Plate No. I (Iravikorttan Plates) show that Veera Kerala Chuckravarthy was the first of the line, and the rule of this dynasty existed without interruption for many hundred thousands of years. Accounts regarding the origin of Manigramam and Anjuwannam varies materially from   writer to writer. It’s reasonable to think that Manigramam is a distinction given to the Middle Eastern merchants (religious group’s that may include Persian Christians, Gnostic Christians and Zorastrians?) by the Perumals, as they were then regarded as a class of respectable people. Legends say that Parasu Rama divided Keralam into sixty-four Brahman "Gramams" each having a particular name, but to the new community of Middle eastern merchants, the Perumal must have granted a “Gramam”, denominated “Manigramam” (Indirectly indicating their profession), with the title of a Principality as a distinctive name, the head of the community being invested with the dignity of citizenship in another view Mani in Tamil means a gem and is applied to all things of peculiar excellence. From the above edict we find the following description in Tamil.

"Makothayer Pattanathoo Eravicorttenaya Cheramaneloka Peroomchattikoo Manigramaipattam Kooduthome"  [" മഹോതയാർ പട്ടണത്തു  ഇരവി കൊർത്തനായ ചേരമാനലോക  പെരുംച്ചാത്തിക്കു  മാനിഗ്രാമപട്ടം കൊടുത്തൊമേ"]

The literal translation of which is "We have granted to Iravi Cortten of Makothaperpatanam, the grand merchant of Cheraman world, the high office of “Manigramamship".  "Pattam" is a word used both in Tamil and in Malayalam which  means "ordination"(note that the Syrian Christians still use the term Pattam Kodukkal  for the priestly ordination) a high office or dignity.

The translation of this plate by H. Gundert appears to be correct, but with a slight difference. Mr. Gundert's translation is: — “We have given to Eravi Cortten of Maha Deverpatnam (hence forward to be called grand merchant of the Cheraman world) the lordship of Manigramam."

The full translation of this plate by H. Gundert

Hari Sri Adoration to Ganapati

Iravikorttan Edict
The blessed rule having devolved from the earth-ruler Man lord Chacravarti  Vira Kérala (the first of the line) thro' regular succession upon Sri Vira Righava Chacravarti, now wielding the scepter for many I00,000 years (in the year) Jupiter in Capricorns, the 21st of the Minam month, Saturday, roshini nakshathram the following grant was made in the Royal palace (of the Perumal)—We have given to Iravi Corttan of Mahadevarpattnam, (henceforth to be called Grand Merchant of the Cheraman world (Kérala), the Lordship of Manigrimam.
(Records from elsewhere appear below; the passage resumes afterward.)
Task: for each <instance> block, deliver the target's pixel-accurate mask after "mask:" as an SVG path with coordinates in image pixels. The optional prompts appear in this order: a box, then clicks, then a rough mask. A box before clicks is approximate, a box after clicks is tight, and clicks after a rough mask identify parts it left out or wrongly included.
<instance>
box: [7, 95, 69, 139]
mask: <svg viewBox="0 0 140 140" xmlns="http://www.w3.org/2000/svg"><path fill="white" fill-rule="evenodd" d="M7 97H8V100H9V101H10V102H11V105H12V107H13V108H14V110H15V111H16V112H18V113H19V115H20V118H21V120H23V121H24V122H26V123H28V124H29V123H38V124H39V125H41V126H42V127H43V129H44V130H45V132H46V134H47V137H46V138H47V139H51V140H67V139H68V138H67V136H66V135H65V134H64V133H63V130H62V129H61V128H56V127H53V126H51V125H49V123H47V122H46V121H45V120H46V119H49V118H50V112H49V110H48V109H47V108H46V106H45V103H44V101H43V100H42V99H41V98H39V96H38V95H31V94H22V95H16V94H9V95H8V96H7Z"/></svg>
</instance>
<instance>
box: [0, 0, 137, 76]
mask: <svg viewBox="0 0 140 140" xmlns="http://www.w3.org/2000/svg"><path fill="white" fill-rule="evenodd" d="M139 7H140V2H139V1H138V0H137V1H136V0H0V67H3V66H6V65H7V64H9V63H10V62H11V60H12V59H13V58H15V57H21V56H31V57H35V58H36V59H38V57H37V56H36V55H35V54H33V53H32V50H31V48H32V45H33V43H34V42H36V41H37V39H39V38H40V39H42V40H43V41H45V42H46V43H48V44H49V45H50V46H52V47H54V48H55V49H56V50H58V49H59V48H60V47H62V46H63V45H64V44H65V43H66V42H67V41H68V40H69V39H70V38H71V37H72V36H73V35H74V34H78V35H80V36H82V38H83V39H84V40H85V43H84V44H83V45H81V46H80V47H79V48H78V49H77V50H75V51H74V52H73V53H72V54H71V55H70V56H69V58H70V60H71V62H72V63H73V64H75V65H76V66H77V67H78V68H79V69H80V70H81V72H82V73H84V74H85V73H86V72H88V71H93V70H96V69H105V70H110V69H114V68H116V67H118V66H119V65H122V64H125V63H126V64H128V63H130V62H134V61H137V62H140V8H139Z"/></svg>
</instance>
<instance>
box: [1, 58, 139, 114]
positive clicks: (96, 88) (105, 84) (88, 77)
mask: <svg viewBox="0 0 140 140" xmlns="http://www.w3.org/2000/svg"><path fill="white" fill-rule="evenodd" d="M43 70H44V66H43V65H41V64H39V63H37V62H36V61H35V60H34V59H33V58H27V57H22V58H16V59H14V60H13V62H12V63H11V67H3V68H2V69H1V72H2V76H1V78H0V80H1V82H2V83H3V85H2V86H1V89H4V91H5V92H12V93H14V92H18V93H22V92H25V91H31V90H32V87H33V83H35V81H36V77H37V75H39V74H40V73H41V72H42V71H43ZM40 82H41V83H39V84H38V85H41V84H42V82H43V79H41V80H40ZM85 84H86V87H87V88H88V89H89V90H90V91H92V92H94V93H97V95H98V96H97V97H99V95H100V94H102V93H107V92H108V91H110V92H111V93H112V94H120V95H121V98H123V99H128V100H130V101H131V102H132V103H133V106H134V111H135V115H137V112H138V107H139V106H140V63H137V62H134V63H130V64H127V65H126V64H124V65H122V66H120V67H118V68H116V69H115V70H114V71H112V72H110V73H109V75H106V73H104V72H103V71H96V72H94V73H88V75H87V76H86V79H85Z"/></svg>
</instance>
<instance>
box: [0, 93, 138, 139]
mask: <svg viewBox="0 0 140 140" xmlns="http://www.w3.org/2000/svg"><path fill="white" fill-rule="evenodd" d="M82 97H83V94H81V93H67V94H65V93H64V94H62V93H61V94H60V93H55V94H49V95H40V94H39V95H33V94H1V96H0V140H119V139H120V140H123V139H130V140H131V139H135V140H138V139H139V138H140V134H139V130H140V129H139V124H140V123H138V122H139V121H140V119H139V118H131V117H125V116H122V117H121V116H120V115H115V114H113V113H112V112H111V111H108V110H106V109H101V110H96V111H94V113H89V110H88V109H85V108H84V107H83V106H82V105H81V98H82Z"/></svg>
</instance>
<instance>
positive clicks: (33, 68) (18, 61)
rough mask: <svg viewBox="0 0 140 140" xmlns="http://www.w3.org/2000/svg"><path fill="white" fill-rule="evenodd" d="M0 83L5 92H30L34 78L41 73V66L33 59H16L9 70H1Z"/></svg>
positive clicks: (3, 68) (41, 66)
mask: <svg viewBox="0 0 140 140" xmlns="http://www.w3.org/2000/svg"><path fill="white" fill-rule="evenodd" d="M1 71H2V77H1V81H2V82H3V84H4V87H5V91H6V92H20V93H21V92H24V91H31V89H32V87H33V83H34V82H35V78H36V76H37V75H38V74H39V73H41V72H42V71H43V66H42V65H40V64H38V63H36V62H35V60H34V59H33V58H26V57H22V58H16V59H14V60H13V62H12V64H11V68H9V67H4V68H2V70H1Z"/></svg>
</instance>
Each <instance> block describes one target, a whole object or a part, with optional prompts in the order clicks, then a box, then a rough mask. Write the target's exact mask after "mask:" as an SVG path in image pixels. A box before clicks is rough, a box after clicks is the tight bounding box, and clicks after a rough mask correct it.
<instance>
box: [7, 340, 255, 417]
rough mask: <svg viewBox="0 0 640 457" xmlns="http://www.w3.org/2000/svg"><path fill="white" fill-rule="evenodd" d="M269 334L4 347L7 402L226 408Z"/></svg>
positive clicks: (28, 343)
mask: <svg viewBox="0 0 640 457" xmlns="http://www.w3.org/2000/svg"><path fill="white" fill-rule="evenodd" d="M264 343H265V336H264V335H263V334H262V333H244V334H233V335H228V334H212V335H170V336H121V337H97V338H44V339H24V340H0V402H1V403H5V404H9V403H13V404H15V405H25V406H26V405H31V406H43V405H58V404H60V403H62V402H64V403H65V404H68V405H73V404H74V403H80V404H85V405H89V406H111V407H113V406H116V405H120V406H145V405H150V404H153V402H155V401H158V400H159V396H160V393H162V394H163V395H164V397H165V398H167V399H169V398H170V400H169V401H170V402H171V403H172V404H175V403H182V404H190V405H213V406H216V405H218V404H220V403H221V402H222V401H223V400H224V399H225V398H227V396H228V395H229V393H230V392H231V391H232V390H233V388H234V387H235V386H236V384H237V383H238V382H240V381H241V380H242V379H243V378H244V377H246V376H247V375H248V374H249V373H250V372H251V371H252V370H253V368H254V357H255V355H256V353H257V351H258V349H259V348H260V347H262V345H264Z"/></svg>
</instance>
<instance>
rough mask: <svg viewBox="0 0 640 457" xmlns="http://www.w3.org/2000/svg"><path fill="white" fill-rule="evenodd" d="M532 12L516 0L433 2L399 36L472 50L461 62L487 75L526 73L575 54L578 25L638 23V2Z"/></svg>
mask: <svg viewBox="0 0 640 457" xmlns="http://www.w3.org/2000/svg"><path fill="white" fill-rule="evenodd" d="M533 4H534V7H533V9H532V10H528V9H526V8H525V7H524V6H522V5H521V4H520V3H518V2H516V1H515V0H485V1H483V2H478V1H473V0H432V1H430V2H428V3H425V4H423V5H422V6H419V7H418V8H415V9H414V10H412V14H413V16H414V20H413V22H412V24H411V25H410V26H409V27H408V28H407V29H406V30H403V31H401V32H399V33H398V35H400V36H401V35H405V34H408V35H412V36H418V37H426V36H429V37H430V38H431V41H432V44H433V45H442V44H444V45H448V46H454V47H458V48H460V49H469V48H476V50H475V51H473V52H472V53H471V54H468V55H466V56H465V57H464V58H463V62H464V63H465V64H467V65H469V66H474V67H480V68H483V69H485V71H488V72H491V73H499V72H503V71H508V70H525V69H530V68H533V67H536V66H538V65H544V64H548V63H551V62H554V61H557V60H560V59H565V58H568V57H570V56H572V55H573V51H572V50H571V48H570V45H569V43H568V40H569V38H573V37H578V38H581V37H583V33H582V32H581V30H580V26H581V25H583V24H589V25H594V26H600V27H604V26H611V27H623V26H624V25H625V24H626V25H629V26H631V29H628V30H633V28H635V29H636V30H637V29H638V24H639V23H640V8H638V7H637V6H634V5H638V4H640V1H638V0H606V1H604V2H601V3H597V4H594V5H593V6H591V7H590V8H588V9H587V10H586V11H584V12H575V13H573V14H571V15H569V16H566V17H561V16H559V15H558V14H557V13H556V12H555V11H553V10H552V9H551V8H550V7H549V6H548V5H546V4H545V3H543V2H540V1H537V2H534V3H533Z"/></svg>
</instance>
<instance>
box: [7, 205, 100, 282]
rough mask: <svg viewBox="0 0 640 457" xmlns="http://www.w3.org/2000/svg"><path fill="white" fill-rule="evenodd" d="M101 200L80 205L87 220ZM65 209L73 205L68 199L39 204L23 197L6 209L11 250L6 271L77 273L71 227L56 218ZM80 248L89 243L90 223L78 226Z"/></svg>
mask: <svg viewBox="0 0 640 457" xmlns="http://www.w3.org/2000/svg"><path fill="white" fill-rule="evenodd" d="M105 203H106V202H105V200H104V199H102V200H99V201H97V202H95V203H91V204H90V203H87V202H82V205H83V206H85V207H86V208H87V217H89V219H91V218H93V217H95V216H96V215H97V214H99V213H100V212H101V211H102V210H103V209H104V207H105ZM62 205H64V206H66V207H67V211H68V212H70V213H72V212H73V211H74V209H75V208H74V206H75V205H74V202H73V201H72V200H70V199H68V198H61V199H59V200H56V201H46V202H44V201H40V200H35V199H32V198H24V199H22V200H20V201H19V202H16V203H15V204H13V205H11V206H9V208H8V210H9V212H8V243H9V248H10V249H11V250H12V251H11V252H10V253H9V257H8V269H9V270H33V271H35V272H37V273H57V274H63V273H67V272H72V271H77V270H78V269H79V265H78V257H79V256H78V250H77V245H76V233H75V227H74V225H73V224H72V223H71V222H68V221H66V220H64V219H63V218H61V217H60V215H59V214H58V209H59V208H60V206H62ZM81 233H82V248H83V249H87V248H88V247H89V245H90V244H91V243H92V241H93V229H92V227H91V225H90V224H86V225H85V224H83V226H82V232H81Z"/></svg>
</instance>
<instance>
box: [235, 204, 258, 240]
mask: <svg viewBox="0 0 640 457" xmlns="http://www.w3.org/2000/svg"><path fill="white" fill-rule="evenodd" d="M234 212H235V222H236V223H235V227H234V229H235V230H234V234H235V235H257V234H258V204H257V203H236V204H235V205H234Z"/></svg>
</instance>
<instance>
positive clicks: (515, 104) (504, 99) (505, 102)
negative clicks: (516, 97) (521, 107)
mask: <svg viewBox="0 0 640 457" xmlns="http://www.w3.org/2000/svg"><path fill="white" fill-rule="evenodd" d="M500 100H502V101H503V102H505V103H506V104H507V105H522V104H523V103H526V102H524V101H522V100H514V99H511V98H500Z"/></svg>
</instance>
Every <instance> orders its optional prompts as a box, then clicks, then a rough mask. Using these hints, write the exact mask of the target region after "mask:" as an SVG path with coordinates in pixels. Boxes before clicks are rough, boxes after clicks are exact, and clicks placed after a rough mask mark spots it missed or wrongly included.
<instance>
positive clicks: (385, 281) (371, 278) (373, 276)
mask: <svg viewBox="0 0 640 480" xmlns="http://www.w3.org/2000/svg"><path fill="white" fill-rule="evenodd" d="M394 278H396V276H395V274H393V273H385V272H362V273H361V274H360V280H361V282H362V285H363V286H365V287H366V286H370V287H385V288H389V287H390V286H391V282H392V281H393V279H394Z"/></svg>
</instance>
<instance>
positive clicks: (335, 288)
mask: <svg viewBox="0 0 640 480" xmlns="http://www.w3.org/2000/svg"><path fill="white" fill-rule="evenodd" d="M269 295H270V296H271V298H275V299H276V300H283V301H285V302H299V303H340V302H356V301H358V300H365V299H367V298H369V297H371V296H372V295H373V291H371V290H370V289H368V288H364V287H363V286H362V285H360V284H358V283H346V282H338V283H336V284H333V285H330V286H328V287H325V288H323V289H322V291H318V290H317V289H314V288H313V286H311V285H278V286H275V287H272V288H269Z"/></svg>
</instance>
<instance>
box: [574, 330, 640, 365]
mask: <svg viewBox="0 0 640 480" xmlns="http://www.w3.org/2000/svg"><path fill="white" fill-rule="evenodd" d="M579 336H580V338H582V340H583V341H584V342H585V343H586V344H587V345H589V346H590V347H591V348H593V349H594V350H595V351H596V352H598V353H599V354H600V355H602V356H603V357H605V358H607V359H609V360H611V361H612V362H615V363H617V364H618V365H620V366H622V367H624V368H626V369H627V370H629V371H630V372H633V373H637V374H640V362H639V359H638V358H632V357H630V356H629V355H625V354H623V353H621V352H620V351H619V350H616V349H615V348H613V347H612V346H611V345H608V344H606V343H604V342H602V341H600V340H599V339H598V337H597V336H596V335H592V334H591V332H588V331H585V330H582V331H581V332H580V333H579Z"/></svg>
We also have given to him (the right of) the feast-cloth (?) house pillars (or pictured rooms?) all the revenue, the curved sword. (or dagger) and in (or with) the sword the sovereign merchant ship, the right of proclamation, the privilege of having forerunners, the five musical instruments, the conch, the light (or torch burning) by day, the spreading cloth, litter, Royal umbrella, Vaduca drum the gateway with seats and ornamental arches, and the sovereign merchant ship over the four classes [or streets)—— also the oil makers end the five kind of artificers we have subjected to him [or given as slaves to him)—We have given as eternal (Literally “ water”-) possession to Iravi Corttan the lord of the town, the brokerage and due customs of all that may he measured by the para, weighed by the balance, stretched by the line, of all that may be counted or carried, contained within salt, sugar, musk, and lamp oil, or whatever it be—- namely within the river-mouth of Codungalur and the tower, or between the four Talia (temples of the deputy Brahmans) and the Gramamas belonging to them-We have given it by an unreserved. tenure to Iravi Corttann Grand Merchant of the Chéramin world and to his sons and son's sons in proper succession.